As mudanças realizadas no texto constitucional afastaram a possibilidade de a aposentadoria possuir natureza de prêmio concedido ao servidor, porque se transformou em benefício decorrente de um pagamento previamente realizado por ele.
Dessa maneira, devolveu-se à aposentadoria a essênciade beneficio previdenciário, que exige a contribuição direta do servidor no custeio de suas ações,como condição necessária para a qualificação dessedireito.
Desnecessário frisar que a Previdência tem como objetivo a proteção dos eventos previstos no art. 201 da Constituição Federal, como doença grave, invalidez, morte, idade avançada, reclusão, proteção à maternidade, desemprego involuntário, encargos familiares e acidente do trabalho. A Previdência Social estabelece uma relação entre o pagamento de contribuições e riscos predeterminados, com previsão financeira para sua cobertura.
Deflui-se, assim, a interpretação que a previdência se trata de um seguro sui generis, mediante regramentos constitucionais e legais, que pressupõe filiação obrigatória e o pagamento de contribuições para o gozo do benefício.
Deve-se registrar, por fim, que a Previdência Social, segundo pacífico e generalizado entendimento doutrinário, integra os chamados direitos humanos de segunda dimensão, posto que ligados às prestações que o Estado deve ao universo de indivíduos que o compõem.
3. Segurança Jurídica e Direitos Fundamentais
a) Direito Adquirido/Ato Jurídico Perfeito
O artigo 5º inciso XXXVI, da Constituição da República, alberga a garantia de segurança na estabilidade das relações jurídicas, na qual estão inseridos o direito adquirido e o ato jurídico perfeito.
Direito Adquirido é ampla e facilmente entendido como aquele que já se incorporou ao patrimônio individual, mediante exaurimento de prazo, termo ou implementação de condições.
O mesmo se diga para as relações contratuais que se qualificam como ato jurídico perfeito, protegidas, em sua integridade, inclusive quanto aos efeitos futuros, pela norma de salvaguarda constante do dispositivo constitucional referido.
Assim, é imperioso concluir que, preenchidos os seus requisitos e concedida a aposentadoria pelo ente estatal, tem-se, no caso, caracterizados o ato jurídico perfeito e, consequentemente, o direito adquirido por parte do servidor, protegidos pela cláusula constitucional que tutela a intangibilidade das situações jurídicas definitivas e consolidadas.
b) Dignidade da Pessoa
Indiscutível que os proventos da Aposentadoria possuem caráter alimentar e que a sua supressão relega o servidor à condição de absoluta indigência, já que privado dos recursos indispensáveis à sua subsistência, exatamente em etapa de sua vida em que não reúne mais plenas condições de trabalho. A Aposentadoria é o meio de assegurar o bem-estar dos indivíduos e garantir-lhes a sobrevivência na velhice, na doença ou em outras situações que lhe retirem ou reduzam a sua capacidade laboral, possuindo, sem dúvida, natureza da mais basilar garantia de alimentação.
A proteção constitucional da Dignidade da Pessoa, em acepção exageradamente perfunctória, assegura, pois, ao servidor um patamar de direitos onde se inclui o do provimento alimentar próprio, da sua família e de seus eventuais dependentes.

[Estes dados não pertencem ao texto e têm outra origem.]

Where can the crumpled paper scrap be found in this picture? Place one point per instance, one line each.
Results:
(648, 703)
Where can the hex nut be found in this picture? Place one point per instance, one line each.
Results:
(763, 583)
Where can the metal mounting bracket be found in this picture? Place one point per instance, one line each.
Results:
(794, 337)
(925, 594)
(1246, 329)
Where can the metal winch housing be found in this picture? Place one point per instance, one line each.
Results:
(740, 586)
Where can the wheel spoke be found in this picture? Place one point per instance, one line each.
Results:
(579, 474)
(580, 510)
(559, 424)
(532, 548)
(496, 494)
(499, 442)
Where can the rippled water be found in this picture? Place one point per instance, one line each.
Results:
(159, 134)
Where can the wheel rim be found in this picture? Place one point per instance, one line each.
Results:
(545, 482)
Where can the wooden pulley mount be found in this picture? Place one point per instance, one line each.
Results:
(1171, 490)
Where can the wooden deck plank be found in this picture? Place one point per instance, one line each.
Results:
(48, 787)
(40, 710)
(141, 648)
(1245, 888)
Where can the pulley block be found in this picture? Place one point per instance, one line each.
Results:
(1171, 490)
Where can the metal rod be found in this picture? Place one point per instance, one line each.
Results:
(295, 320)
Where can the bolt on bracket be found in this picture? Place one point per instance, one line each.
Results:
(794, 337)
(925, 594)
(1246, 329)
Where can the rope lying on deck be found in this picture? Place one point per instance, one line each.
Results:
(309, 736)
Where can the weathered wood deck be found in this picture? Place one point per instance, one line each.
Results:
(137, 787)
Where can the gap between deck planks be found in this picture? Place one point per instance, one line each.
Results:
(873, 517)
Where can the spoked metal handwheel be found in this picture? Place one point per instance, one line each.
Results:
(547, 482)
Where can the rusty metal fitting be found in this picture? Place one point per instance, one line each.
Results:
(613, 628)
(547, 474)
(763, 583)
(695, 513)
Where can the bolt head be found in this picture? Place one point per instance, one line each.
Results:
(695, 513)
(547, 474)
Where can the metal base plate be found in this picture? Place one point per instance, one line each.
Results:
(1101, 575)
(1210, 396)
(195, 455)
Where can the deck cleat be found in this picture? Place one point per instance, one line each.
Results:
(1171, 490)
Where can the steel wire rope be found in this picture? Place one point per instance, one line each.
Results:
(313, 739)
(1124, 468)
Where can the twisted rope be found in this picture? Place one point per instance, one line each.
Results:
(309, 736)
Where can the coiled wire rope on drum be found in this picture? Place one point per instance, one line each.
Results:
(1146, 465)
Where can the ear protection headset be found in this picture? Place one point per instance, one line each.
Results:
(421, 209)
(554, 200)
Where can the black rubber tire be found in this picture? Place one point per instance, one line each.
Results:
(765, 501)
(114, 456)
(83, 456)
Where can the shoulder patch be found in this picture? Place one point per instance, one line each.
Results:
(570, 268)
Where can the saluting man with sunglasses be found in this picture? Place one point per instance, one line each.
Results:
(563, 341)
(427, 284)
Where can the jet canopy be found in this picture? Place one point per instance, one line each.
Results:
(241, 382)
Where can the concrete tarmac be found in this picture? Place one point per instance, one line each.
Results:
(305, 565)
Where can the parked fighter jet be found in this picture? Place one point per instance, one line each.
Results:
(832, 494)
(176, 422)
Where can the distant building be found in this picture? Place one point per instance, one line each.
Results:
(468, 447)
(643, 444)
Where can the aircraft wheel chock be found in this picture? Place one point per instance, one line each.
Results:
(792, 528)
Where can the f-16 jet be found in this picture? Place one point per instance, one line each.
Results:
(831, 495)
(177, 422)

Relacionada com o mesmo preceito constitucional está, ainda, a proibição de penas perpétuas, aquelas que devem ser cumpridas até a morte do apenado, como se afigura, sem qualquer esforço, a medida punitiva da Cassação de Aposentadoria.
4. Vinculo com o Estado
Já se entendeu, até a década de 1990, que a cassação de aposentadoria é penalidade assemelhada à demissão, por acarretar a exclusão do infrator do quadro dos inativos e, consequentemente, a cessação do pagamento de seus proventos.
A pena de cassação de aposentadoria, nos contornos em que é colocada hoje, toma por base os conceitos jurídicos existentes onde não mais se admite que a relação jurídica Estado-servidor seja perpétua.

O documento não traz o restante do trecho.